9:30am Sunday School
10:30am A Service of Nine Lessons and Carols
A little about the service, from Rich Lowder (Interim Minister of Music)
The traditional Lessons and Carols service was drawn up by E.W. Benson, later archbishop of Canterbury, for use in the wooden shed which then served as his cathedral in Truro, England, at 10:00 p.m. on Christmas Eve 1880. A.C. Benson recalled: “My father arranged from ancient sources a little service for Christmas Eve – nine carols and nine tiny lessons, which were read by various officers of the Church, beginning with a chorister and ending, through the different grades with the Bishop.” The suggestion had come from G.H.S. Walpole, later Bishop of Edinburgh. Almost immediately other churches adapted the service for their own use. A wider fame began to grow when the service was sung at King’s College Chapel, Cambridge, and first broadcast in 1928. With the exception of 1929, it has been broadcast annually, even during the Second World War when the ancient glass (and also heat) had been removed from the Chapel, and the name of King’s could not be broadcast for security reasons.

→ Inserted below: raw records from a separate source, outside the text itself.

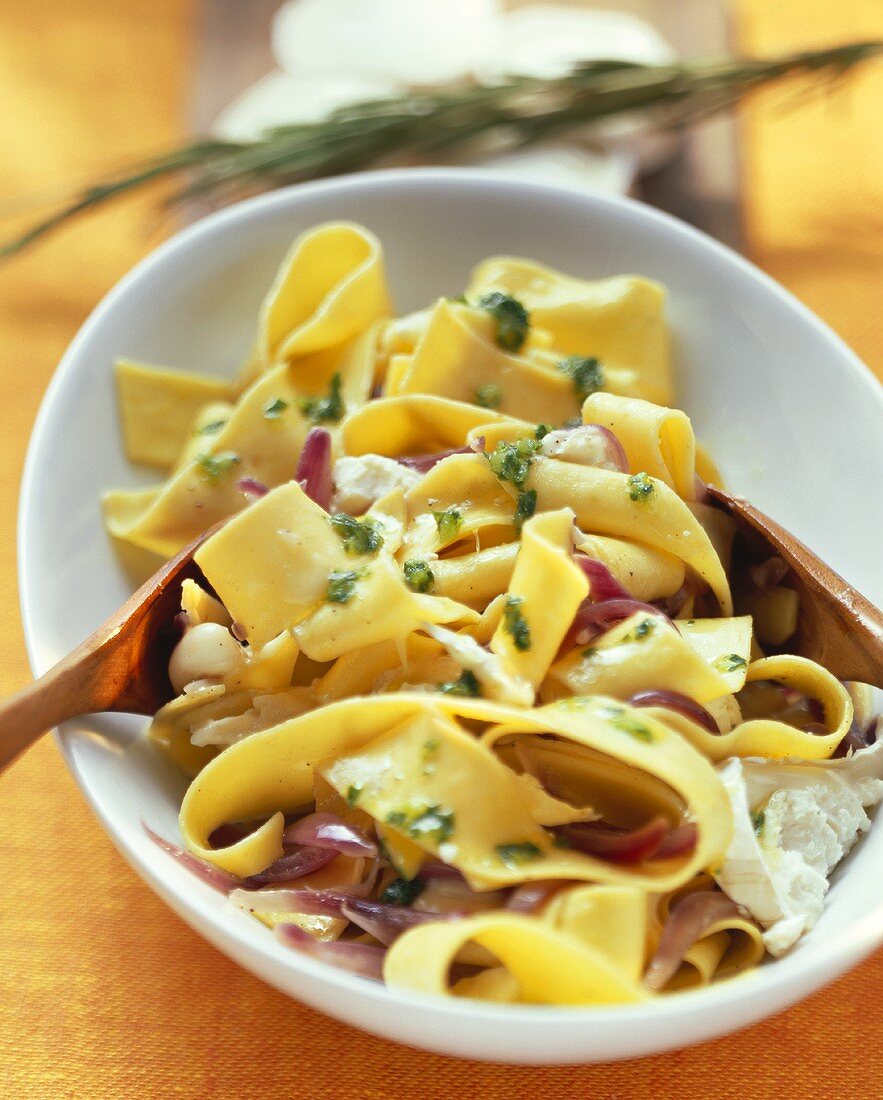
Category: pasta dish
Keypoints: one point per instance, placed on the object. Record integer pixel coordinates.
(471, 694)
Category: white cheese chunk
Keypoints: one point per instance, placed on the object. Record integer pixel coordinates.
(585, 447)
(361, 480)
(486, 667)
(794, 823)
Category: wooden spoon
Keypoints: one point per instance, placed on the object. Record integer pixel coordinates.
(837, 626)
(123, 667)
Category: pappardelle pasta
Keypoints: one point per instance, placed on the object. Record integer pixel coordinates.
(465, 697)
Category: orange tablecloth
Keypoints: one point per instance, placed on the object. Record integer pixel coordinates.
(103, 992)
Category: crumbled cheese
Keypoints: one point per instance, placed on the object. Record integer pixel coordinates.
(361, 480)
(794, 823)
(586, 447)
(486, 667)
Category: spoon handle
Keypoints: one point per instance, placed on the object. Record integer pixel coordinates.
(64, 692)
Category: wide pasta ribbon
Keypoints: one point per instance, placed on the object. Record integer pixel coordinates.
(619, 320)
(548, 965)
(493, 840)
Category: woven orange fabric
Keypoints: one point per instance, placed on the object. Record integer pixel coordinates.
(103, 992)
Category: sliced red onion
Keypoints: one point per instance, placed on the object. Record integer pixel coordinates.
(293, 865)
(616, 453)
(654, 840)
(531, 895)
(595, 618)
(604, 450)
(213, 876)
(327, 902)
(769, 573)
(253, 488)
(387, 922)
(328, 831)
(688, 921)
(681, 704)
(422, 463)
(363, 959)
(313, 468)
(436, 869)
(602, 583)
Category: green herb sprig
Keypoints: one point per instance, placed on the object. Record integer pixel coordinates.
(431, 124)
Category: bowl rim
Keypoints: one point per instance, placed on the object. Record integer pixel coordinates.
(762, 991)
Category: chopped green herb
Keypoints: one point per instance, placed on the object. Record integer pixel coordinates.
(418, 575)
(619, 719)
(641, 630)
(212, 428)
(448, 523)
(515, 623)
(324, 408)
(212, 466)
(514, 855)
(511, 318)
(431, 823)
(359, 536)
(585, 374)
(429, 755)
(525, 507)
(489, 396)
(640, 486)
(730, 662)
(467, 684)
(511, 461)
(403, 891)
(275, 408)
(341, 586)
(636, 728)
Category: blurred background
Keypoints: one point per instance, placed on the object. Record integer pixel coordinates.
(794, 179)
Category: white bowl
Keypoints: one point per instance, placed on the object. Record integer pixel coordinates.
(788, 411)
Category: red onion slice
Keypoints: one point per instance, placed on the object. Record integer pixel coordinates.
(328, 831)
(387, 922)
(306, 902)
(253, 488)
(363, 959)
(293, 865)
(688, 921)
(657, 839)
(212, 876)
(595, 618)
(313, 468)
(602, 583)
(436, 869)
(532, 895)
(681, 704)
(615, 451)
(422, 463)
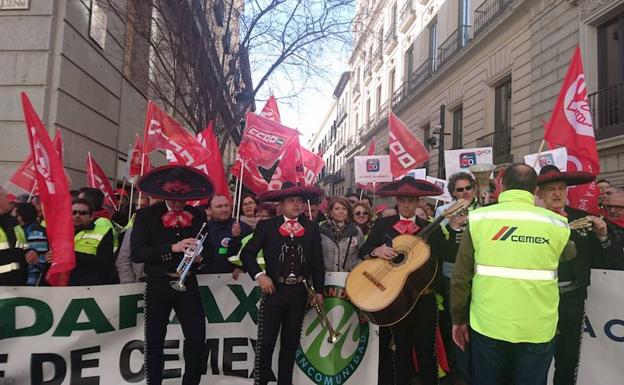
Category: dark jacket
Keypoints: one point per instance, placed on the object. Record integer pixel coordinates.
(96, 269)
(151, 242)
(268, 239)
(12, 255)
(223, 245)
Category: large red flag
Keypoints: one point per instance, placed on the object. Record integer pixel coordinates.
(24, 176)
(54, 195)
(208, 140)
(163, 132)
(270, 110)
(571, 126)
(96, 178)
(264, 141)
(406, 151)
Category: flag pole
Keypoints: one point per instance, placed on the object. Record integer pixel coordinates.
(240, 193)
(539, 153)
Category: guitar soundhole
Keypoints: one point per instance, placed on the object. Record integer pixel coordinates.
(400, 258)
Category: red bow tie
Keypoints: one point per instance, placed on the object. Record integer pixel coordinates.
(292, 228)
(177, 218)
(405, 226)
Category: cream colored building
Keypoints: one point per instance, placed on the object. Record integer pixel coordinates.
(490, 69)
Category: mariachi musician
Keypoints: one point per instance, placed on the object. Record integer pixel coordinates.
(574, 274)
(291, 244)
(417, 329)
(161, 235)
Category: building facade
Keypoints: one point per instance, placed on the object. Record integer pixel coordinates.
(483, 73)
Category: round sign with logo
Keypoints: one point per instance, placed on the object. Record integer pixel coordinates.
(333, 363)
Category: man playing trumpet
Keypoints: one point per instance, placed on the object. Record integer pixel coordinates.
(574, 274)
(161, 235)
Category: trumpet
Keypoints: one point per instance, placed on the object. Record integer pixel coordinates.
(190, 255)
(320, 310)
(582, 225)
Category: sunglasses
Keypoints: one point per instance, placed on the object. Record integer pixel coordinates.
(461, 189)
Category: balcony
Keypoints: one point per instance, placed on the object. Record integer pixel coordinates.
(500, 141)
(458, 40)
(408, 15)
(607, 109)
(378, 57)
(488, 12)
(391, 41)
(368, 72)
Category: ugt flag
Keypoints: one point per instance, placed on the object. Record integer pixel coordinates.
(571, 126)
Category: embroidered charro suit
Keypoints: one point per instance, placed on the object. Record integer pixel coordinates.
(285, 256)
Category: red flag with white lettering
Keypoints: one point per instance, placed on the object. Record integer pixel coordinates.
(96, 178)
(208, 140)
(406, 151)
(571, 126)
(264, 141)
(270, 110)
(54, 196)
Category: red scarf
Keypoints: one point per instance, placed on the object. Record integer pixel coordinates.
(405, 226)
(177, 218)
(291, 228)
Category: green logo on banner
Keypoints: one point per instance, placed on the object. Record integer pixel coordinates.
(326, 363)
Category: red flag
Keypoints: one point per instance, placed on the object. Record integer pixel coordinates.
(571, 126)
(270, 110)
(264, 141)
(24, 176)
(54, 195)
(312, 165)
(96, 178)
(208, 140)
(406, 151)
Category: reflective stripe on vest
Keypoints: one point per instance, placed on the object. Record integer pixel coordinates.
(507, 272)
(517, 247)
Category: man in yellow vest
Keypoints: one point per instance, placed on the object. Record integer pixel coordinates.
(504, 284)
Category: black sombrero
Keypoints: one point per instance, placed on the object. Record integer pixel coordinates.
(290, 189)
(409, 186)
(551, 173)
(176, 182)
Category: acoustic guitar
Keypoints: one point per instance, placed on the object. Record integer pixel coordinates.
(387, 290)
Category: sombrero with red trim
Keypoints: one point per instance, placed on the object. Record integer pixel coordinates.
(551, 173)
(290, 189)
(176, 182)
(409, 186)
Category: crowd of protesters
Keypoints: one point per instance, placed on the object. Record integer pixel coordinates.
(103, 249)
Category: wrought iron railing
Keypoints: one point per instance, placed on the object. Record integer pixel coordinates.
(458, 39)
(487, 12)
(500, 141)
(607, 109)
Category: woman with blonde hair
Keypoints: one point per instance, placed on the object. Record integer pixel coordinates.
(340, 237)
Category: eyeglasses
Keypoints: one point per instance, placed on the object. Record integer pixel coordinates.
(461, 189)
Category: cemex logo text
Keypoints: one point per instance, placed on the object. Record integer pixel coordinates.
(507, 232)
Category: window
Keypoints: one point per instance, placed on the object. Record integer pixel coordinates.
(433, 42)
(458, 116)
(502, 123)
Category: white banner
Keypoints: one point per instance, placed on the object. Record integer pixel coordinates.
(372, 169)
(82, 334)
(557, 157)
(459, 160)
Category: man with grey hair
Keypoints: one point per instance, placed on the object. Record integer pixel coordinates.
(13, 266)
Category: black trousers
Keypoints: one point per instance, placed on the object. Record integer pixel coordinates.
(285, 309)
(568, 338)
(417, 330)
(160, 298)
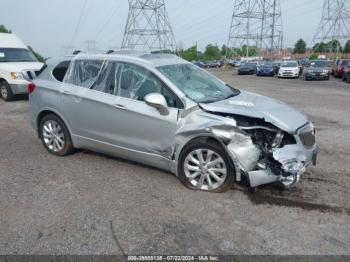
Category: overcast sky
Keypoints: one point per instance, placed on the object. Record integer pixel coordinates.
(48, 25)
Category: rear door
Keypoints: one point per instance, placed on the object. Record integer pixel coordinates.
(141, 127)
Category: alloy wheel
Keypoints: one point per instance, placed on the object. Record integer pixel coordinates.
(53, 136)
(205, 169)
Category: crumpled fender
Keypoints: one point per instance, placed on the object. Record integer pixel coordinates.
(237, 143)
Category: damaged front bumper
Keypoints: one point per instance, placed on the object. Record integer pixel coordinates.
(284, 166)
(293, 159)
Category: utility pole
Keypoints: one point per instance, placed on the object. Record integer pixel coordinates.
(148, 27)
(334, 26)
(256, 19)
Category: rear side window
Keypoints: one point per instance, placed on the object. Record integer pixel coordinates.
(60, 70)
(85, 73)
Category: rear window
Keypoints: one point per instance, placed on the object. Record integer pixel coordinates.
(60, 70)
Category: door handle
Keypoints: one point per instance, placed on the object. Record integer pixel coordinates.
(66, 92)
(118, 106)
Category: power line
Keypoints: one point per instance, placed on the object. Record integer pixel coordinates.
(335, 24)
(148, 27)
(79, 22)
(256, 23)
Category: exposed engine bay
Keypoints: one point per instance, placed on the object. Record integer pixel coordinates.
(265, 154)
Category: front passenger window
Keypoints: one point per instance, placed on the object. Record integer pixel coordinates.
(137, 82)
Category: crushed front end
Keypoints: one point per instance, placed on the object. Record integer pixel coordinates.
(270, 155)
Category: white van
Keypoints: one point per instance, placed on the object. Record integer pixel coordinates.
(18, 66)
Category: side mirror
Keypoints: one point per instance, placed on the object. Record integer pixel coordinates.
(158, 102)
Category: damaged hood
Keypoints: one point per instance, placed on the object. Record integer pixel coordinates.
(256, 106)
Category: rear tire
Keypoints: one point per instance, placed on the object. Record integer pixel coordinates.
(55, 135)
(206, 167)
(6, 92)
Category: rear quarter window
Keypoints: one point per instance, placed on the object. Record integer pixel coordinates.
(59, 72)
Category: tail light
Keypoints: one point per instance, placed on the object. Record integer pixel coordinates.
(31, 88)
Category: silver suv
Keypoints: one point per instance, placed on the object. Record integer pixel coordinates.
(160, 110)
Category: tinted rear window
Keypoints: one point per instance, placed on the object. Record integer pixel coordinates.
(60, 70)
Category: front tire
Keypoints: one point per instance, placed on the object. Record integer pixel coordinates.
(6, 92)
(55, 136)
(206, 167)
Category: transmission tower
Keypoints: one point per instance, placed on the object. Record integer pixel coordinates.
(148, 27)
(257, 23)
(335, 23)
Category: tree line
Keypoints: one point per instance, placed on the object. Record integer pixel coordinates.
(300, 47)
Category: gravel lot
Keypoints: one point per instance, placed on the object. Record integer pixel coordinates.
(89, 203)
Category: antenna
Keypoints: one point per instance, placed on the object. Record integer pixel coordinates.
(256, 23)
(148, 27)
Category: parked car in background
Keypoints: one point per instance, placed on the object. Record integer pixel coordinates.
(346, 76)
(266, 69)
(18, 66)
(199, 64)
(213, 64)
(276, 66)
(235, 63)
(318, 70)
(247, 68)
(160, 110)
(289, 69)
(339, 68)
(334, 67)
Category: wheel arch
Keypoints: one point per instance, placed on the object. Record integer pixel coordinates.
(46, 112)
(208, 138)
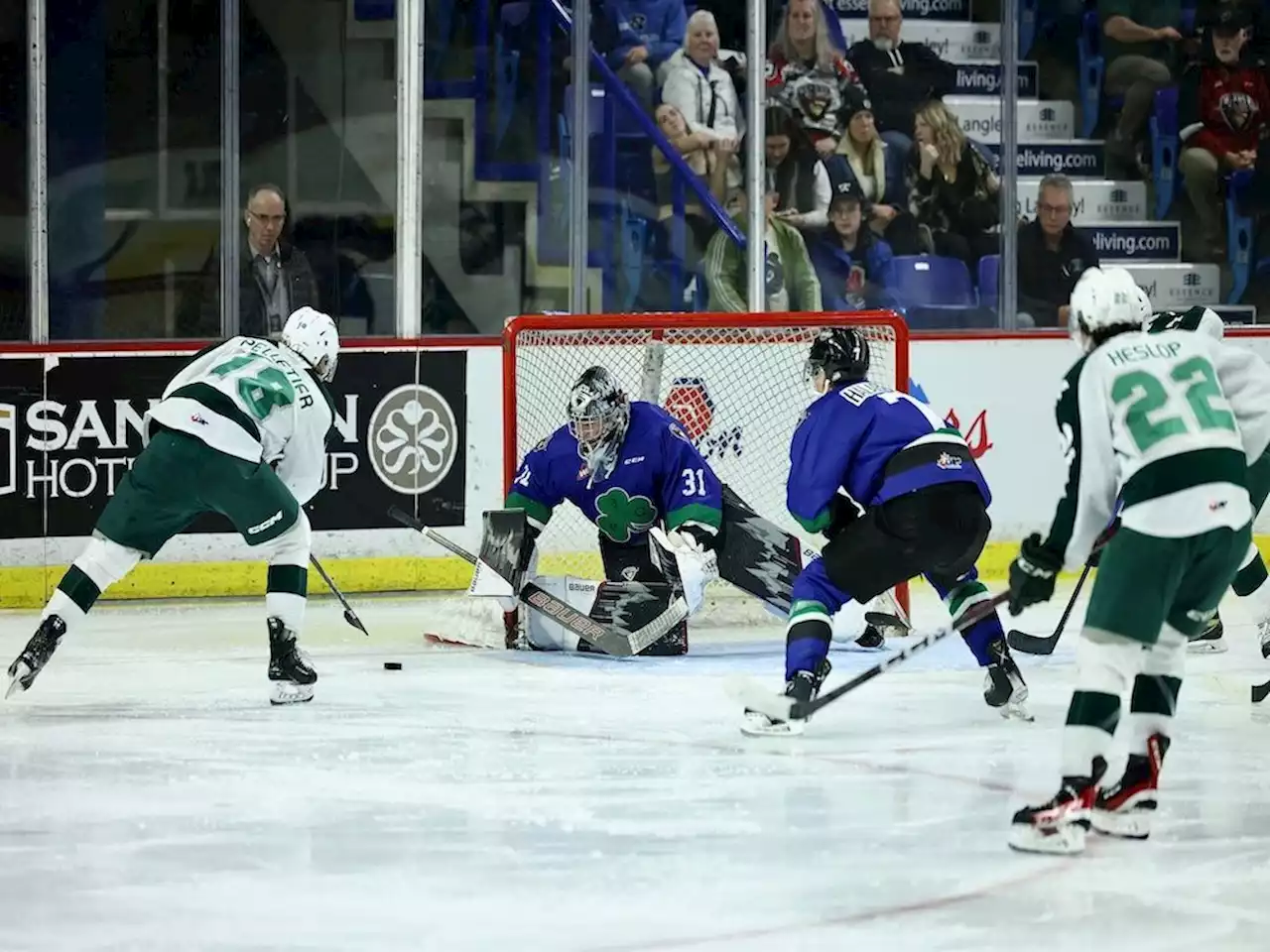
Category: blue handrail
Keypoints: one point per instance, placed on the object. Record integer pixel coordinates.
(616, 87)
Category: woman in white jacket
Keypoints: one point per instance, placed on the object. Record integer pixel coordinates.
(701, 89)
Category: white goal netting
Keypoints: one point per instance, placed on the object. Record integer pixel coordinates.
(734, 381)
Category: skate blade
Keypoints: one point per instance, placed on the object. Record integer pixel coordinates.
(1065, 841)
(753, 697)
(890, 626)
(16, 685)
(757, 725)
(1132, 825)
(287, 693)
(1016, 711)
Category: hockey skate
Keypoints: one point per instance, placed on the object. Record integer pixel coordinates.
(803, 687)
(1125, 809)
(1211, 640)
(1060, 824)
(873, 639)
(1003, 687)
(290, 670)
(33, 657)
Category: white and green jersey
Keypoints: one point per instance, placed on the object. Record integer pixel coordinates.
(255, 400)
(1245, 376)
(1151, 417)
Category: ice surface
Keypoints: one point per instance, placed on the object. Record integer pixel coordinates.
(489, 800)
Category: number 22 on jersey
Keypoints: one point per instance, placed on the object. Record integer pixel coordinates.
(1188, 402)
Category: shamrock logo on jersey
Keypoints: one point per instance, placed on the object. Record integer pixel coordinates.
(621, 516)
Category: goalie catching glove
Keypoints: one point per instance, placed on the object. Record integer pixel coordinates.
(685, 562)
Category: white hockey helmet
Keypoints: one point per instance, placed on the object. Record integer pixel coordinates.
(313, 336)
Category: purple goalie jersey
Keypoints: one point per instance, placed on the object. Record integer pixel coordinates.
(659, 477)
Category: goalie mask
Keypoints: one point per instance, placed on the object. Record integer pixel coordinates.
(841, 354)
(598, 416)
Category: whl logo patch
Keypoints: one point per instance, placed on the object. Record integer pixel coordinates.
(268, 524)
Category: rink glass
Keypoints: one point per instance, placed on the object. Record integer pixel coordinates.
(146, 98)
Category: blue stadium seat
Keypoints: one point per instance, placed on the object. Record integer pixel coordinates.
(507, 62)
(1165, 148)
(1239, 234)
(934, 293)
(1092, 66)
(634, 240)
(595, 111)
(1028, 23)
(924, 281)
(989, 275)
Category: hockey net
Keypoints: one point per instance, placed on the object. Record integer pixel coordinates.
(734, 381)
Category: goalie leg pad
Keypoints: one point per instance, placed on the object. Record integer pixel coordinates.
(541, 633)
(685, 563)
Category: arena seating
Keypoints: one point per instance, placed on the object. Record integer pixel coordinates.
(1128, 221)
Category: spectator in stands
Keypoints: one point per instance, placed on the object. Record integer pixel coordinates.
(792, 285)
(878, 172)
(708, 159)
(649, 32)
(698, 86)
(899, 76)
(810, 75)
(952, 191)
(797, 173)
(1052, 255)
(1222, 108)
(849, 261)
(1141, 59)
(275, 277)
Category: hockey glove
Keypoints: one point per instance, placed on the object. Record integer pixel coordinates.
(1032, 574)
(1101, 540)
(685, 563)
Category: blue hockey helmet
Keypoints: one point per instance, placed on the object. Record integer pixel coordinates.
(598, 416)
(841, 354)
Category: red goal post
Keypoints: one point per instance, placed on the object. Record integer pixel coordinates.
(735, 381)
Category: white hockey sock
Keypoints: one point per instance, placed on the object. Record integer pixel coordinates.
(285, 598)
(99, 565)
(1103, 666)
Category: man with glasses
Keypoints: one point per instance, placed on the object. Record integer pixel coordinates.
(275, 277)
(899, 76)
(1052, 255)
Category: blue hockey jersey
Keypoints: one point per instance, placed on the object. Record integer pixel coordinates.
(875, 443)
(659, 477)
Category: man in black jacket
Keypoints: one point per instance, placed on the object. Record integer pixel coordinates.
(275, 278)
(1052, 255)
(899, 76)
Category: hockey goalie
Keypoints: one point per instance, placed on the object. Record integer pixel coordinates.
(662, 518)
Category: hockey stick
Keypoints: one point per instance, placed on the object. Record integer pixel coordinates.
(349, 615)
(611, 642)
(1038, 645)
(779, 707)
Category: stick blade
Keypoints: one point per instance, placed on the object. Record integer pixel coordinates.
(350, 617)
(890, 626)
(753, 696)
(1032, 644)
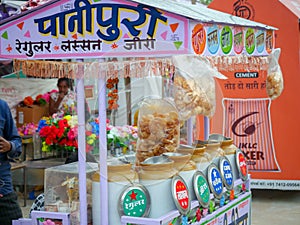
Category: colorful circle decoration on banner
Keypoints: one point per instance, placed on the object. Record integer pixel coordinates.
(250, 41)
(199, 39)
(213, 39)
(226, 172)
(269, 41)
(180, 195)
(201, 189)
(238, 43)
(226, 39)
(242, 165)
(215, 180)
(134, 201)
(260, 41)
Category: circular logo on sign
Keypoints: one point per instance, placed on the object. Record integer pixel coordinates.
(199, 39)
(260, 41)
(226, 172)
(250, 41)
(238, 44)
(241, 165)
(181, 195)
(201, 189)
(269, 41)
(213, 39)
(215, 180)
(134, 201)
(226, 39)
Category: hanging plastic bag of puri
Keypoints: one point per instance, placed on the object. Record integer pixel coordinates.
(194, 86)
(158, 129)
(274, 77)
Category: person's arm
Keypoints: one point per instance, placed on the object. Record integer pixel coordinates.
(11, 142)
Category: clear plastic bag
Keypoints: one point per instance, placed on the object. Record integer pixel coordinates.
(158, 129)
(274, 77)
(194, 86)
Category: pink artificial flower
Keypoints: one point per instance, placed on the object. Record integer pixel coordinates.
(48, 222)
(73, 133)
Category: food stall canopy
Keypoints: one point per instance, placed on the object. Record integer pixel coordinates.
(92, 29)
(202, 13)
(293, 6)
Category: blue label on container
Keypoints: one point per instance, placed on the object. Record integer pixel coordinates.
(228, 177)
(213, 38)
(216, 181)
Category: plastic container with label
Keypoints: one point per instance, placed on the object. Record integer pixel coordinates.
(156, 175)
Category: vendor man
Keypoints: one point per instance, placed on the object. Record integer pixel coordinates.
(10, 147)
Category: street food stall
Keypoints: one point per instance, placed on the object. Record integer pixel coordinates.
(213, 183)
(282, 159)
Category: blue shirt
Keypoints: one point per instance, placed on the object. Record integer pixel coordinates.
(8, 130)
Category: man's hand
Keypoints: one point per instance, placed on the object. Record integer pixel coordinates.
(5, 145)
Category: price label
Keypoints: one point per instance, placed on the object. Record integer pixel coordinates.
(241, 165)
(215, 180)
(226, 172)
(201, 189)
(134, 201)
(180, 194)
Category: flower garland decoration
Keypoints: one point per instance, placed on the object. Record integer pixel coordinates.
(112, 86)
(59, 133)
(40, 99)
(117, 136)
(27, 129)
(28, 101)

Wherever the service is heard and however it is adapted, whether the music is provided by choir or congregation, the pattern and strength of the service derives from the lessons and not the music. The main theme is the development of the loving purposes of God seen through the windows and words of the Bible. Local interests appear in the bidding prayer, and personal circumstances give point to different parts of the service. Many of those who took part in the first service must have recalled those killed in the Great War when it came to the famous passage “all those who rejoice with us but on another shore and in a greater light.” To that end, I would like to dedicate this service of worship to the glory of God and to my incredible sister, Kelly, who loved to celebrate the Christmas season and eagerly awaited the King’s College radio broadcast every year.